Recently, they fired pepper spray at a group of women protesting in Kabul, demanding for provision of fundamental rights like work and education. In November, bodies of four female rights activists were found in controversial circumstances in the PD-1 of Afghanistan’s Mazar-e-Sharif province.
Earlier, a Women’s rights activist Frozan Safi was shot dead in northern Afghanistan in November last year. She went missing and then her body was found a month later. Women who protest demand for their rights are subjected to whips and sticks.
Since coming into power in August last, the Taliban rulers have imposed severe restrictions on Afghan women, denying them space in the public domain. Few months back, a group of Afghan women disappeared after taking part in protests. They were later released after a lot of hue and cry from the human rights activists at home and aboard. The enforced segregation in offices and educational institutions has led many employers to fire women from work and they are also denied key public sector jobs.
The takeover of Afghanistan by the Taliban has undoubtedly put women’s lives in perils and their rights are threatened in several ways with nothing clear about their future roles in politics, sports, social and economic fields of life .
Women are not only required to wear all covering burqa including covering of their face to comply with Taliban rules but they are also asked to be accompanied by a male relative when they step out of the house.
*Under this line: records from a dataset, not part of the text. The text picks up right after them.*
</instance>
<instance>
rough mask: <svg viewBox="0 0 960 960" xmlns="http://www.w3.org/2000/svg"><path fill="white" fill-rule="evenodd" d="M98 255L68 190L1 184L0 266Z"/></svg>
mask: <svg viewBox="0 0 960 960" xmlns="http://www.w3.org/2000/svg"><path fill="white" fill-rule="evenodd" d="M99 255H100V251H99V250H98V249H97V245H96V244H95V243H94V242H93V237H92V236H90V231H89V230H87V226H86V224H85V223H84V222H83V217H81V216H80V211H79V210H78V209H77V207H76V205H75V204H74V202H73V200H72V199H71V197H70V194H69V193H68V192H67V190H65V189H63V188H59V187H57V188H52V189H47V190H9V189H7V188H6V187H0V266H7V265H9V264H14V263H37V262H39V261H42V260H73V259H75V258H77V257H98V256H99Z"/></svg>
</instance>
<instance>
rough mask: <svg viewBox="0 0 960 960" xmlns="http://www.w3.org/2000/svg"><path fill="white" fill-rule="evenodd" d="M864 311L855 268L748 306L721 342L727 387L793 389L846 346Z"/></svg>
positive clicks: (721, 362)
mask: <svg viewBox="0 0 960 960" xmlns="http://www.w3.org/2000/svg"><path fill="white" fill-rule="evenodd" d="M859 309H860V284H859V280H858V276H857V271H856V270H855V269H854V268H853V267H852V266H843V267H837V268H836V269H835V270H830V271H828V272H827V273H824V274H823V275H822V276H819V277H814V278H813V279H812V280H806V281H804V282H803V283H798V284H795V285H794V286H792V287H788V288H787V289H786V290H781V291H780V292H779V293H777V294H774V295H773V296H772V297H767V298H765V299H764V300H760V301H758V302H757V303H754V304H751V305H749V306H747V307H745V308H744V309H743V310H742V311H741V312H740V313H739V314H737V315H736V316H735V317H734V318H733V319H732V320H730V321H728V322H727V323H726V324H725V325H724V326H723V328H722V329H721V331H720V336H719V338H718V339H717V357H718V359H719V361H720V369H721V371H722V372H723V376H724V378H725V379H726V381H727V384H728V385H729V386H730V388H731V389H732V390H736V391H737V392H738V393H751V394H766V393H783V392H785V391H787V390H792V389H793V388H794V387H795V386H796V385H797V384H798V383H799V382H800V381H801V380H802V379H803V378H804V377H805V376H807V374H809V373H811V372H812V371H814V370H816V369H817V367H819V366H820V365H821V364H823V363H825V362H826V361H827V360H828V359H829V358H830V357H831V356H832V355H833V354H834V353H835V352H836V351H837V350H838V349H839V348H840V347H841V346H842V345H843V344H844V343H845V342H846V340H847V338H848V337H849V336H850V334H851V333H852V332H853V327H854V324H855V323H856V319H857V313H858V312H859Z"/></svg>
Women’s sports have also been halted. While the Afghan football team members made their exit good to Pakistan, the female cricketers were not allowed to play.
In September last year, the deputy head of the Taliban’s cultural commission, Ahmadullah Wasiq, was quoted to have told SBS News, “It isn’t “necessary” for women to play cricket because “they might face a situation where their face and body will not be covered. Islam does not allow women to be seen like this.”
The sports women including female cricketers are in hiding since the Taliban take-over.
It may be mentioned here that ICC wants countries to have women’s teams to qualify for full membership and Afghanistan has achieved this status in 2017.
To be very specific, though Taliban allowed women to continue their jobs within ‘limits’ which will be set by them, professions like sports, politics will be forbidden branches for women. Jobs like women drivers and women’s appointments at top on decision-making positions are still waiting response from the Taliban.
To be very specific, moves to restrict women to their homes and allow them to go out of their homes only when a male member follows them are very hard conditions for female to survive and on the outset it seems that life is going to be very tough for Afghan women, who are running from pillar to post to save their rights.